Après un passage de deux mois à Montréal en 2010, Mme Salomon a demandé l’asile en 2016 et est revenue dans la métropole québécoise.  

Des policiers Montréalais marqués à vie  

C’est dans cet état que le policier Yves Leclerc a trouvé l’immeuble de trois étages qui abritait son bureau en Haïti, au lendemain du séisme.
Photo courtoisie
C’est dans cet état que le policier Yves Leclerc a trouvé l’immeuble de trois étages qui abritait son bureau en Haïti, au lendemain du séisme.

Des membres du Service de police de la Ville de Montréal (SPVM) se trouvaient au cœur du tremblement de terre qui a détruit Port-au-Prince, et, 10 ans plus tard, ils sont toujours marqués par ce qu’ils ont vécu, et qui teinte même leur vie de tous les jours.  

« Encore aujourd’hui, quand je suis quelque part et que je sens une vibration, ne serait-ce que quelqu’un qui tape du pied nerveusement, je dois m’arrêter, regarder et respirer afin de constater qu’il ne s’agit pas d’un tremblement de terre », explique Micheline Gelin, toujours à l’emploi du SPVM.  

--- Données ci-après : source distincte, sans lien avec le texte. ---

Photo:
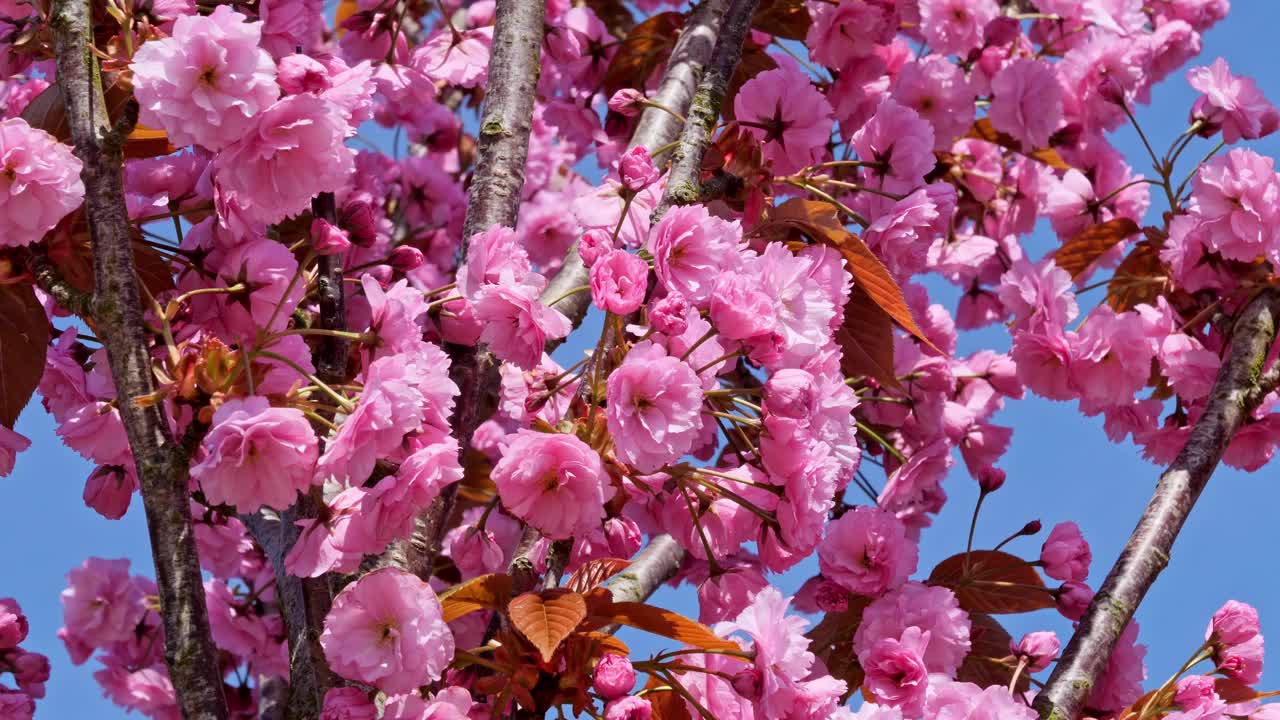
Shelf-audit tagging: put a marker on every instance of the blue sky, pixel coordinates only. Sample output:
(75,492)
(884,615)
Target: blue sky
(1060,468)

Quand la terre a tremblé en Haïti vers 16 h 50, les policiers du SPVM qui étaient en mission étaient à quelques minutes de terminer leur journée. Après s’être assurés de leur propre sécurité, pas question de rentrer se reposer.  

« Ça vient te chercher au niveau des tripes. [...] J’ai aidé plusieurs personnes à sortir des décombres. La structure des bâtiments était instable et à un moment donné, j’ai même pensé que mon heure était arrivée », se souvient Yves Leclerc, un nouveau retraité de la police et qui pense régulièrement à ses deux confrères canadiens qui ont perdu la vie dans cette tragédie.   

Les semaines qui ont suivi n’ont pas été de tout repos.  

« Un soir, je me suis effondré à genou en pleurant et en me disant que je laissais mourir du monde [parce que les recherches de survivants devaient s’arrêter ou reculer par sécurité]. N’eût été une dame du Royaume-Uni qui m’a dit de penser à tous ceux que je sauvais, je ne sais pas si je me serais relevé », raconte le lieutenant-détective retraité du SPVM Serge Boulianne.   

Le lieutenant-détective Serge Boulianne en compagnie d’un responsable des sites où il y avait probablement des survivants.
Photo courtoisie
Le lieutenant-détective Serge Boulianne en compagnie d’un responsable des sites où il y avait probablement des survivants.

Après le séisme, M. Boulianne était responsable du déploiement des équipes de sauvetage et devait faire des choix déchirants.  

« Il fallait que je m’occupe de la sécurité de mon monde. Des fois, je demandais aux équipes de rentrer parce qu’il commençait à faire noir ou parce qu’il y avait des menaces pour la sécurité, et on me disait : “Oui, mais on voit la victime”, et je ne pouvais que dire : “On va espérer qu’elle sera encore en vie demain”. C’était difficile d’affronter ensuite le regard des autres », se remémore M. Boulianne l’émotion dans la voix.